Um dos ônus mais anacrônicos destes trópicos, o foro anual devido pelos ocupantes de imóveis "de marinha", no importe de 0.6% do valor do terreno, aparenta estar adentrando seu ocaso, ao menos para 413 dos 49.365 imóveis em regime de aforamento em Pernambuco.
A União Federal, através da sua Secretária de Coordenação e Governança do Patrimônio da União (SPU), editou normativo que franqueia aos titulares de imóveis em tal regime a remição total desse.
Aderindo ao programa "SPU " o contribuinte poderá adquirir a fração do imóvel pertencente à União (17% da área), com desconto de 25% para pagamento à vista.
Para além de exonerar o dispêndio anual com o foro, a remição o exime, ainda, do laudêmio em caso de alienação futura (5% do valor atualizado do terreno), a par de possibilitar que o imóvel possa doravante ser ofertado em garantia sem necessidade de anuência da SPU. Além de imóveis em PE, a fase inicial do programa engloba outros igualmente no ES, RJ, SC e SP.
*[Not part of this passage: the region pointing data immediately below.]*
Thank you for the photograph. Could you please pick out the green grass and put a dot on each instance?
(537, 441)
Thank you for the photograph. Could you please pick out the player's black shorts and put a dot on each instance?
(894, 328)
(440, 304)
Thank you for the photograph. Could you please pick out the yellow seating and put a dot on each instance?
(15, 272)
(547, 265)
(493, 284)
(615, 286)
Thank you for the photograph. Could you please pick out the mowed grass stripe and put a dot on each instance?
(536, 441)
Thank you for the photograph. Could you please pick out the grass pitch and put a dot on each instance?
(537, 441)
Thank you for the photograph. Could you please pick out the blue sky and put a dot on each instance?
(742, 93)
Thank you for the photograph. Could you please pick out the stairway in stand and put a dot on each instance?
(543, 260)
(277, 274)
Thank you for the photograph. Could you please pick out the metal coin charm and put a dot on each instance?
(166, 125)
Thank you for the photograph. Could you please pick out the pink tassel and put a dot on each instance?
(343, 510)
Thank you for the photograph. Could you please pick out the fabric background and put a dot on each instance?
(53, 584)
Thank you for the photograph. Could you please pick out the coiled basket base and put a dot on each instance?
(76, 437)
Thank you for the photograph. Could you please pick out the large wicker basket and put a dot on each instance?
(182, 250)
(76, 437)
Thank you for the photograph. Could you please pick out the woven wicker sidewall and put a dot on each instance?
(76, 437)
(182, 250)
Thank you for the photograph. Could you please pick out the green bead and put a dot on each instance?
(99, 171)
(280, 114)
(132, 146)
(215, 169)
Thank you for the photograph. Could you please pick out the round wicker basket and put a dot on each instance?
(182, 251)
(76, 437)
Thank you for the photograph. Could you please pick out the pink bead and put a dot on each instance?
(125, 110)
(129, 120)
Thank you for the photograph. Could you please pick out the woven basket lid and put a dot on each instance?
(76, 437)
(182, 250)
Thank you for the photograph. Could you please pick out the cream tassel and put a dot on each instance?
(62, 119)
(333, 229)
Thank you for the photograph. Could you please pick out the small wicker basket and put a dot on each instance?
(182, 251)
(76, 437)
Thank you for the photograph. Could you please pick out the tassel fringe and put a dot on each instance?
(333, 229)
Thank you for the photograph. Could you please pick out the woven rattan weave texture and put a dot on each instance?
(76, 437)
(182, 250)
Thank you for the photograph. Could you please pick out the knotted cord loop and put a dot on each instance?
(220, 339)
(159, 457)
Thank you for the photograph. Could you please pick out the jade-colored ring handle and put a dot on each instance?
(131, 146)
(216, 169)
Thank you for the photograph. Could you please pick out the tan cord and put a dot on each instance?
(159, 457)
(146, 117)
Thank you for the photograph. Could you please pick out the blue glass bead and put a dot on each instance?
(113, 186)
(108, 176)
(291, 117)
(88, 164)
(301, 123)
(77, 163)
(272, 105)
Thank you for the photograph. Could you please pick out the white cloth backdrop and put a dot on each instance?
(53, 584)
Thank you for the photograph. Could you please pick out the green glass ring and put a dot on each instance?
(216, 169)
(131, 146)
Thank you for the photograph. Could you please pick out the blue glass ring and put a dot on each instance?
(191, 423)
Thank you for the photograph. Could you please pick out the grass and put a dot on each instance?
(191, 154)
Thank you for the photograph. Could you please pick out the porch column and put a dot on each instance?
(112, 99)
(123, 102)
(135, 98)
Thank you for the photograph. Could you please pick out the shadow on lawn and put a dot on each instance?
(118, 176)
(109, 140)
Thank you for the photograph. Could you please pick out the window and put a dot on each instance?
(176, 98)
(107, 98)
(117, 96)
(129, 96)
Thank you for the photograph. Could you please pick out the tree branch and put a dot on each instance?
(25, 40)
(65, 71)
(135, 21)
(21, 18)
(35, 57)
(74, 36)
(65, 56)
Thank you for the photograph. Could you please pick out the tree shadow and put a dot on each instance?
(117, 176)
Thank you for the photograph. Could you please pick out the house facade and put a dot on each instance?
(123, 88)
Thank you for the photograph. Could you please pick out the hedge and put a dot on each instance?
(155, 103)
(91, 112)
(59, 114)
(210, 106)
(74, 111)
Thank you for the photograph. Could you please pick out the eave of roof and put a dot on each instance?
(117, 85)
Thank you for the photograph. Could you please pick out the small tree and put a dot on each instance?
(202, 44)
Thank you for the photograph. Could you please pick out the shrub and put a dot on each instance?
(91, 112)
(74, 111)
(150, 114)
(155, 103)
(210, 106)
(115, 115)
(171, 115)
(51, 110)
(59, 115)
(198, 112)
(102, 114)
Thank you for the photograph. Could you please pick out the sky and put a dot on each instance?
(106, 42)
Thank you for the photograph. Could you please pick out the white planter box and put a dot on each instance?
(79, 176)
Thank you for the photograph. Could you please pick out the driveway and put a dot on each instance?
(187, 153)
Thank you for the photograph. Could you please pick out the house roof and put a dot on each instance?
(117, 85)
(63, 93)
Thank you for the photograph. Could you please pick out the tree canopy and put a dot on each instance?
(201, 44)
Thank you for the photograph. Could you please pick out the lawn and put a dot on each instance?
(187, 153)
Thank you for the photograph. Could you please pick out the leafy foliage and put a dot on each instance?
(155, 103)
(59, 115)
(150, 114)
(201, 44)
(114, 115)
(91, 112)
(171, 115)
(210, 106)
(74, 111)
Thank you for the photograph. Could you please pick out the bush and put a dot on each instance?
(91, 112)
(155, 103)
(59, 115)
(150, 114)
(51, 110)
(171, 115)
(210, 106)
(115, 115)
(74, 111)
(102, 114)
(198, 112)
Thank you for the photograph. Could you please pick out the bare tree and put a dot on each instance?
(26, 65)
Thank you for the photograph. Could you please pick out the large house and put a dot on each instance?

Para se ter uma idéia do descompasso das "taxas de marinha" com as finalidades que a ensejaram, rememore-se que foi instituída no início do século XIX, em prol da Coroa, sob o mote de proteção da costa. Jungidas à mesma estariam os imóveis numa faixa de até 33 metros em direção ao continente, mensurada a partir das marés altas e baixas de 1831 ("preamar médio de 1831"), critério que abarca aterros e margens de rios e lagoas que sofrem a influência daquelas.
A métrica de 33, por sua vez, foi eleita a partir da distância que um tiro de canhão alcançaria (a Instrução n. 348, de 1832, menciona "quinze braças craveiras", que equivalem à dita metragem). A fragilidade do referido critério não decorre meramente de guerras atuais serem travadas com mísseis intercontinentais (os canhões seguem perfilados em desfiles subseqüentes), mas sim, dentre outras razões, pelo fato de que, desde a sua instituição, são incontáveis os aterros que alteraram o traçado das áreas costeiras e ribeirinhas.
Para além disso a segurança da costa é lastreada pelos impostos federais e não pelo produto dessas "taxas", que, aliás, sequer são assim conceituáveis, como já apontou a jurisprudência. Antes tarde do que nunca….
Erik Limongi Sial, advogado, sócio fundador do Limongi Sial & Reynaldo Alves Advocacia.